Urban park vegetation cover predicts the removal of human food waste by animals
2018
Abstract Urban parks are biodiversity reservoirs and provide ecosystem services within cities. They regulate temperature, reduce noise and increase water infiltration. As biodiversity reservoirs, they allow the animals that inhabit them to provide other services, such as pollination, pest control, and the decomposition of organic material. The aim of this study was to evaluate the effect of vegetation cover in urban parks on arthropod biomass, the density of vertebrates and the removal of human food waste by animals. Eleven parks with different amounts of vegetation cover were sampled. The arthropod biomass was obtained through pitfall traps; the density of vertebrates through footprint traps; and the removal of food through two experiments, one that allowed the vertebrates to remove food and one that did not.

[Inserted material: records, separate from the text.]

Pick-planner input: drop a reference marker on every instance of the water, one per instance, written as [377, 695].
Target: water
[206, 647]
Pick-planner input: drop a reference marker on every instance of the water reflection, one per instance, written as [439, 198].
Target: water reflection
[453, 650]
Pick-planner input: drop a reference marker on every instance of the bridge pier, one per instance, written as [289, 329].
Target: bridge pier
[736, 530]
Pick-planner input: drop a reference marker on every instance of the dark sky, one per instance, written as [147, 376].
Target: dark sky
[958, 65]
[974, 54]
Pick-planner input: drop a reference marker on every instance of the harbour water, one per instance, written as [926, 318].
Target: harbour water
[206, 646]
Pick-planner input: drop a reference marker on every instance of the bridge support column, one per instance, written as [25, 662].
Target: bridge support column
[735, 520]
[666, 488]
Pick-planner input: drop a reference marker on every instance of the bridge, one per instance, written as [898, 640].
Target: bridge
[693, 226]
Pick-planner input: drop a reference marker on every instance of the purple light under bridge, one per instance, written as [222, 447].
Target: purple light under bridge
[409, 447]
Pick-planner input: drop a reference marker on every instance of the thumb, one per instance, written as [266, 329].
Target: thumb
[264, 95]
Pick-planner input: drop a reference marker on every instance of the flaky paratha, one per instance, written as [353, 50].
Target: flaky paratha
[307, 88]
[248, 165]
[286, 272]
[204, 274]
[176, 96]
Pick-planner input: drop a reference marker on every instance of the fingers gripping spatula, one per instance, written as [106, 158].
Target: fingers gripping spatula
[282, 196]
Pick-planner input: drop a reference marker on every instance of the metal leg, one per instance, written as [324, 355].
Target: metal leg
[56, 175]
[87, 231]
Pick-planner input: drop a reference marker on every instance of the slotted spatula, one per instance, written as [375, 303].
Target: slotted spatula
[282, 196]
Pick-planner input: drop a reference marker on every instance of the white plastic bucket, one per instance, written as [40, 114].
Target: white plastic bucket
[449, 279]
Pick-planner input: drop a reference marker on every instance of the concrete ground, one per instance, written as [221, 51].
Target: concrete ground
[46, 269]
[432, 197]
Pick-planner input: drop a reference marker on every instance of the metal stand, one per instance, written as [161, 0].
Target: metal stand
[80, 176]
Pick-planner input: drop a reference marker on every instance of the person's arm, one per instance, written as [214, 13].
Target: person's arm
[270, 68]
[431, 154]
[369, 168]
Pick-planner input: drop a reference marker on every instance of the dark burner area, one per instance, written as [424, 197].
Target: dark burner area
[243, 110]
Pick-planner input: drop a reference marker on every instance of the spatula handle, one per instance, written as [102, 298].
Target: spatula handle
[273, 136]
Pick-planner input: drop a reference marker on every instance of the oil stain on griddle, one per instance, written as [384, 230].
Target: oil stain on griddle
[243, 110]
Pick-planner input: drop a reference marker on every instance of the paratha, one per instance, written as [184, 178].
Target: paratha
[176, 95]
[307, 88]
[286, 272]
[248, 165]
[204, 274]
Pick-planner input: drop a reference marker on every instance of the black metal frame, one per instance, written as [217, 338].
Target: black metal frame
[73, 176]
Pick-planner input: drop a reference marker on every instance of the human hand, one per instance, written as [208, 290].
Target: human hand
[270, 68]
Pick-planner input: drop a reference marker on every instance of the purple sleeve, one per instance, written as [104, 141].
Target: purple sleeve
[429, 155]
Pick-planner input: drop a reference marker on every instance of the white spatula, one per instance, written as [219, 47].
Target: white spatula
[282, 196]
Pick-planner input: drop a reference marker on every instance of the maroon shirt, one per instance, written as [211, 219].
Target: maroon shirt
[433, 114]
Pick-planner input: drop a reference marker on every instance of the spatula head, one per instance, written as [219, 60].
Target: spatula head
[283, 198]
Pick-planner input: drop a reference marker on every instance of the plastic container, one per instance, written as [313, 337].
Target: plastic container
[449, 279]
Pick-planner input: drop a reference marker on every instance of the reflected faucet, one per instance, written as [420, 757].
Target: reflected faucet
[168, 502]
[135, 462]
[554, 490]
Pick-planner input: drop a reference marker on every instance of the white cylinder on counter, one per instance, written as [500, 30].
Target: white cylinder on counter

Animals were offered fried wheat, candy, corn cob and sausage. Whereas the number of vertebrate visits to footprint traps was not explained by the amount of vegetation cover, arthropod biomass was. Food removal, too, was positively related to the amount of vegetation cover, and the most food was removed in experiments that included vertebrates; sausage was the food removed most often in both experiments. These findings suggest that increasing park vegetation cover result in more area available to urban fauna, especially arthropods, allowing them to increase the food removal service.